Decellularization Produces Partially Functional Kidneys in Rats
Decellularization is the process of taking donor tissue, such as a complete organ, stripping out its cells to leave the extracellular matrix structure, and then repopulating that structure with another individual's cells to reform a functional organ. This produces donor tissue that will not be rejected by a transplant recipient, and has been successfully used in a few human transplants of less complicated tissue structures such as the trachea.
This technology is an important stepping stone on the way towards organs created from scratch; it works around the present inability to build a sufficiently detailed and functional framework for complex tissue. The extracellular matrix from existing tissue provides chemical cues and other necessary items that allow cells to correctly form the many intricate structures, such as blood vessel networks, needed for a fully functional organ.

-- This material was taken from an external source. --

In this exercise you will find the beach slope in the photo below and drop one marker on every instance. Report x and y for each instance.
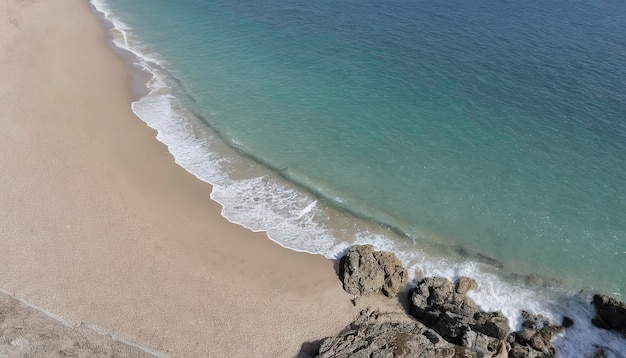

In the laboratory, a number of complete animal organs have been successfully decellularized and transplanted - and kidneys are now included in that list, albeit only partially functional kidneys, a starting point for better results in years ahead:
[Researchers have] engineered functional rat kidneys by stripping donor kidneys of their cells and then repopulating the remaining collagen substructures with new cells. The bioengineered kidneys produced urine in laboratory dishes and when implanted in living animals. The advance could be good news for the 100,000 Americans waiting for donor kidneys for transplant, because it suggests that someday scientists might be able to grow custom-made kidneys for people, using a patient's own cells to seed tissues.The process at the center of his team's approach is called "decellularization." In a carefully calibrated process, researchers removed a kidney from a cadaver and then introduced a series of washing agents into its vascular system to remove the organ's cells. [Then] they introduced immature cells that could form kidney tissues and blood vessels into the acellular scaffold.
After a short time, the new kidneys could produce urine. They didn't work as well as normal, healthy kidneys would - in the laboratory dish, they cleared creatinine (a blood component filtered by the kidneys) 23% as well as a native kidney; once implanted in animals, about 5% to 10% as well. But "the bottom line is, we saw urine production."